Rasakan! Ia belum kapok meskipun sering mendapat cubitan setiap kali ia berucap kasar. Lain kali akan aku cubit lebih keras. Mulutnya itu kadang minta dicabein. Aku tau ia tak memaki diriku, tapi tak suka saja mendengarnya.

"Ngomong apa aja dia?" Todongnya dengan nada menuntut.

"Nggak ngomong apa-apa." Sekarang raut wajahku juga berusaha meyakinkannya. Tapi sepertinya aku tetap gagal. Aku terlalu gampang ditebak hingga Langit dengan mudah paham gelagatku.
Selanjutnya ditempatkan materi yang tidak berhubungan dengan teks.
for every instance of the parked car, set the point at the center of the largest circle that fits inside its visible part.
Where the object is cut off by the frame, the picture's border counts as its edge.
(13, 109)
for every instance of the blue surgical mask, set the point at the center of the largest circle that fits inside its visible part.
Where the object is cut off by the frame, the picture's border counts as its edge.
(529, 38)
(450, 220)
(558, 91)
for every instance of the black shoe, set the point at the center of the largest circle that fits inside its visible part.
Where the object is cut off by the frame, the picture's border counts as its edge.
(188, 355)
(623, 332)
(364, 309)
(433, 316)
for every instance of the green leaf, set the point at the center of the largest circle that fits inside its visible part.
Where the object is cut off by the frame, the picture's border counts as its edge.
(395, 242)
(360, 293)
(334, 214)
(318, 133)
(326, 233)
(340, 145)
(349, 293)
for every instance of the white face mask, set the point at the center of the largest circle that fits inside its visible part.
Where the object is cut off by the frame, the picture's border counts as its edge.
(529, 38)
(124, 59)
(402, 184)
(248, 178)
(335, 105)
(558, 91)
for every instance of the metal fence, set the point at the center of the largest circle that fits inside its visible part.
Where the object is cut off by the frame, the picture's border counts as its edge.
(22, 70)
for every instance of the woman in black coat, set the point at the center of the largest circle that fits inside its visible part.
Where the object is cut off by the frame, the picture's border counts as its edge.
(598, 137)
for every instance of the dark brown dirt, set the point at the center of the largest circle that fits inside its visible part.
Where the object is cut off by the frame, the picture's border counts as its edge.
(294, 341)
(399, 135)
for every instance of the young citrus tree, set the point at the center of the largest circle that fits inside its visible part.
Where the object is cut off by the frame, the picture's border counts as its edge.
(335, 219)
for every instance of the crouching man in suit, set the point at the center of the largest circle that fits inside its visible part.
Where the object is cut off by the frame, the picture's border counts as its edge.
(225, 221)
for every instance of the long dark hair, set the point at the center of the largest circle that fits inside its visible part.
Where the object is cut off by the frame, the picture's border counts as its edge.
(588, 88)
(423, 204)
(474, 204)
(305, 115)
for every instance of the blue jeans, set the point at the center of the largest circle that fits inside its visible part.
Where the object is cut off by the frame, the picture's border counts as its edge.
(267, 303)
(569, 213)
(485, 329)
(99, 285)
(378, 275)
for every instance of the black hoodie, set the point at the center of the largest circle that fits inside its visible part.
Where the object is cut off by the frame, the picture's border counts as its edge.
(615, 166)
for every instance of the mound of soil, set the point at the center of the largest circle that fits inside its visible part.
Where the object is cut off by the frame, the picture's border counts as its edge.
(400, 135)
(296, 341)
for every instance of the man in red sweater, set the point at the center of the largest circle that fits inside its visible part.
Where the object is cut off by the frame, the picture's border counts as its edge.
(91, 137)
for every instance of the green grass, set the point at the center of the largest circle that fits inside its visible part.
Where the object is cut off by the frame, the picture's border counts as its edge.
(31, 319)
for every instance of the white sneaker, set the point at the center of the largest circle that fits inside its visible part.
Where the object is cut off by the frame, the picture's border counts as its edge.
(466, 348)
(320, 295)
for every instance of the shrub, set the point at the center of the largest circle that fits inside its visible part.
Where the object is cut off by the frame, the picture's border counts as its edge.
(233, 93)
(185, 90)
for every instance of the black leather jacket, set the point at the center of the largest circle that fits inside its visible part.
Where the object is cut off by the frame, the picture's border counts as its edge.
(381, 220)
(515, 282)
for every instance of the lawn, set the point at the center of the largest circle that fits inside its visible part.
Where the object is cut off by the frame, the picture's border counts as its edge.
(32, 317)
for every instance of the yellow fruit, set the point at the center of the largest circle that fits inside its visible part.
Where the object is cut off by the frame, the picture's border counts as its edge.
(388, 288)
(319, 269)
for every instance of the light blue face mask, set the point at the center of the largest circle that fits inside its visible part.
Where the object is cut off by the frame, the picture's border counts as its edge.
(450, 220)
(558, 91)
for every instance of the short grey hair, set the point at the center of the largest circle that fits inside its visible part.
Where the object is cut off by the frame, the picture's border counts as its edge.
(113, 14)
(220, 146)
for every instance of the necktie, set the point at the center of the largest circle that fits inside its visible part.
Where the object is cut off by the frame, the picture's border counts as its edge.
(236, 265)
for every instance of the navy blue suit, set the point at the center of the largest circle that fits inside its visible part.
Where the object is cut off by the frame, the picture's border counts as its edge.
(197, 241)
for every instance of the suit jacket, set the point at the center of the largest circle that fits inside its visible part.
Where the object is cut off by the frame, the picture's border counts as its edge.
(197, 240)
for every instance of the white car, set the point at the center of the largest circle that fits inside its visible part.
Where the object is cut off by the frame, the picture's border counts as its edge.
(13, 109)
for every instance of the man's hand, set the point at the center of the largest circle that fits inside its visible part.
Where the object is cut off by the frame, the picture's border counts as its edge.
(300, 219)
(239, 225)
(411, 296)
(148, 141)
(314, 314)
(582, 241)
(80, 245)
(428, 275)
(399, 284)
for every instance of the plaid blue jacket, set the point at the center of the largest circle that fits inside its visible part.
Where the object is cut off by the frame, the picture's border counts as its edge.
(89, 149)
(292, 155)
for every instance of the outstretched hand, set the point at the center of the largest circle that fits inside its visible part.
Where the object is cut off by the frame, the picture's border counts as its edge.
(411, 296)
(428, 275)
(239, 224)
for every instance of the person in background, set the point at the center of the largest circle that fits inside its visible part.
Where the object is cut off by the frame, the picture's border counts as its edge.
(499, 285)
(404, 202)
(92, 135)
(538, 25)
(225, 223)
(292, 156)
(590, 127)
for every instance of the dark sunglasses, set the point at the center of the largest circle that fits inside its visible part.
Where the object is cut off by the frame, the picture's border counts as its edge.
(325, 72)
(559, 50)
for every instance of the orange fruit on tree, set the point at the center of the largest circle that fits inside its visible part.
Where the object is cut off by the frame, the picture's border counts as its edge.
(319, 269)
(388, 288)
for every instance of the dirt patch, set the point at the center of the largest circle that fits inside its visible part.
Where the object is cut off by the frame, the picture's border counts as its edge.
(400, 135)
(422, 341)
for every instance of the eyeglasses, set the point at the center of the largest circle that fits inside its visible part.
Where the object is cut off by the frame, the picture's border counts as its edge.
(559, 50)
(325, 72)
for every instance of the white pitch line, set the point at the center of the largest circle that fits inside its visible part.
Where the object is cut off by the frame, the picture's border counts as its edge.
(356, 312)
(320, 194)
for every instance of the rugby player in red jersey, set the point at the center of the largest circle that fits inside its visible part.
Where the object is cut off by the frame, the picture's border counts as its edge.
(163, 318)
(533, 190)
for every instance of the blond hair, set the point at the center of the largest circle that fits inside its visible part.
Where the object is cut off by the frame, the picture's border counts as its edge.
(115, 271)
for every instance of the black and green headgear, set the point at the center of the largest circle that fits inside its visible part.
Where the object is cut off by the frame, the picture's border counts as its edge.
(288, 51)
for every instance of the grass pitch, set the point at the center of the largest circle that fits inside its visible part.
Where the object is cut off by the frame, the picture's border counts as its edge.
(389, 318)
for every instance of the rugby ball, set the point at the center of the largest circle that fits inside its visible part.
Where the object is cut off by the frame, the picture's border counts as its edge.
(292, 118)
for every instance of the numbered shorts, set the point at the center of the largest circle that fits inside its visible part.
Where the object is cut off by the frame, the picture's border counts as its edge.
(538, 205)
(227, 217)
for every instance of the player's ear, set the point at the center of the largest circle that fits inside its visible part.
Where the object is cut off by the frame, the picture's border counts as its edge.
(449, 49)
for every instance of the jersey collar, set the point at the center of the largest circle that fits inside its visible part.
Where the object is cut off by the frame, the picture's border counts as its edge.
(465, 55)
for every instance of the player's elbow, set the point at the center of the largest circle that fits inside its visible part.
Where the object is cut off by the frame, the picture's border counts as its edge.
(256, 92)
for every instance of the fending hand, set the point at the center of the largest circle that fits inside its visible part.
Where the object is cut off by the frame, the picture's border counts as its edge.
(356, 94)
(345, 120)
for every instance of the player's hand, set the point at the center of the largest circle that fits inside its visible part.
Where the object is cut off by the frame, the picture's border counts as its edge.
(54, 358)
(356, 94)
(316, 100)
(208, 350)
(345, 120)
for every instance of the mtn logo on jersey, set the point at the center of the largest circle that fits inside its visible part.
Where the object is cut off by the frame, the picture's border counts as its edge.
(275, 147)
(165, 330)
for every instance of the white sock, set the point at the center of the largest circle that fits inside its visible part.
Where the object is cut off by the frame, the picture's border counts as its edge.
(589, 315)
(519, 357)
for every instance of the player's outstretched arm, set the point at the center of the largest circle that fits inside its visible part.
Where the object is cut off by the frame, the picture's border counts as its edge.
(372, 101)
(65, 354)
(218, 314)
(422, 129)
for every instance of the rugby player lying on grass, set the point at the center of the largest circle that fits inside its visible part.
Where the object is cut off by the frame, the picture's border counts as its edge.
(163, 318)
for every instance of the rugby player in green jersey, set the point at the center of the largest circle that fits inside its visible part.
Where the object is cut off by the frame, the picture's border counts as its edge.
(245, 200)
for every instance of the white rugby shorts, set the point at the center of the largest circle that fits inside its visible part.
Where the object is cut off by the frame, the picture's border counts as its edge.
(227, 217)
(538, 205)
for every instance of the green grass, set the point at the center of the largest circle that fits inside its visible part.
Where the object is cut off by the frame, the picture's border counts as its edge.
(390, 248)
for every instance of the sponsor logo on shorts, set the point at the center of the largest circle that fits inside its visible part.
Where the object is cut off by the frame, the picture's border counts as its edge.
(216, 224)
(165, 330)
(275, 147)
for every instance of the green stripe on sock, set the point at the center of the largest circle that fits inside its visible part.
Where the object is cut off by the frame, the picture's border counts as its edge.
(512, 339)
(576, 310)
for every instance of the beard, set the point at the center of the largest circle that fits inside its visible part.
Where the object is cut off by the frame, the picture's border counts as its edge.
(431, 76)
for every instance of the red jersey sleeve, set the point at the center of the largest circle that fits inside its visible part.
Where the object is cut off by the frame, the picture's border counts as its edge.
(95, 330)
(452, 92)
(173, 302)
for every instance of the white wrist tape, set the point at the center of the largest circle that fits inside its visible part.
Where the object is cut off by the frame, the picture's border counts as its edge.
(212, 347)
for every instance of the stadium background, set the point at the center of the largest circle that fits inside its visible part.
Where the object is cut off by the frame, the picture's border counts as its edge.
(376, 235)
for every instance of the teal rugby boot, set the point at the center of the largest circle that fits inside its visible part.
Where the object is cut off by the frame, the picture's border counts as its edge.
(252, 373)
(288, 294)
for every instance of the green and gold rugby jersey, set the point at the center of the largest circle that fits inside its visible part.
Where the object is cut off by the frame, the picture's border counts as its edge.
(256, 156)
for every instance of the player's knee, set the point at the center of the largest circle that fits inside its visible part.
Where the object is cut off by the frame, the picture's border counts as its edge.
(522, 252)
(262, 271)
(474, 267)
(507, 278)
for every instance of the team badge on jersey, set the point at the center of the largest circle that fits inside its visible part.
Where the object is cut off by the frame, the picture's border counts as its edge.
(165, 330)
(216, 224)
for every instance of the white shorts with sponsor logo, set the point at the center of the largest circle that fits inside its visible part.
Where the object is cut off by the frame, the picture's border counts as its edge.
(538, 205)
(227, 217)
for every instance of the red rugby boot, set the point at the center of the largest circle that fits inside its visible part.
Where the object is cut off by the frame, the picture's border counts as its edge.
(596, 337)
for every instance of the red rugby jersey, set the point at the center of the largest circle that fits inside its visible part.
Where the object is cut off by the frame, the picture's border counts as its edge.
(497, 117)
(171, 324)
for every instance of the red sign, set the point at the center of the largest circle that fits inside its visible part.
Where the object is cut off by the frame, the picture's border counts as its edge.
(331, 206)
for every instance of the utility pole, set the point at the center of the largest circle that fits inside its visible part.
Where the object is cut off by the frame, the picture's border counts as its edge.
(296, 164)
"Dia bilang semua berarti." Gagal total. Ia tak percaya pada ucapanku meskipun ekspresi wajah ini sudah aku atur dengan baik. Dia makan apa sampai bisa dengan cepat memahami situasi?

"A..."

"Jangan geer. Gue begitu karena gue mau mastiin lo baik-baik aja." Ku lipat bibir yang tadinya hendak berucap. Ia berkata dengan nada kesal tapi mampu membuat senyum terbit di wajahku. Justru kejujurannya-lah yang membuatku tersentuh.

"Segitu sayangnya ama gue ya?" Ekspresinya jadi makin kesal karena sedang digoda.

"Jangan kepedean jadi orang." Ia menjentik jidatku dengan geram, lalu kembali menghidupkan motornya. Aku mencebik sebal. Kenapa harus pakai kekerasan sih? "Buruan naik, mau pulang gak?" Kembali lagi kebiasannya, apalagi kalau bukan marah-marah.

"Gak." Jawabku ketus. Padahal aku ingin mendengar semua cerita darinya. Meskipun Nathan sudah banyak menjelaskannya, tetap saja aku ingin mendengar kisah dari mulut pria yang masih menatapku ini. Tapi Langit terlalu gengsi.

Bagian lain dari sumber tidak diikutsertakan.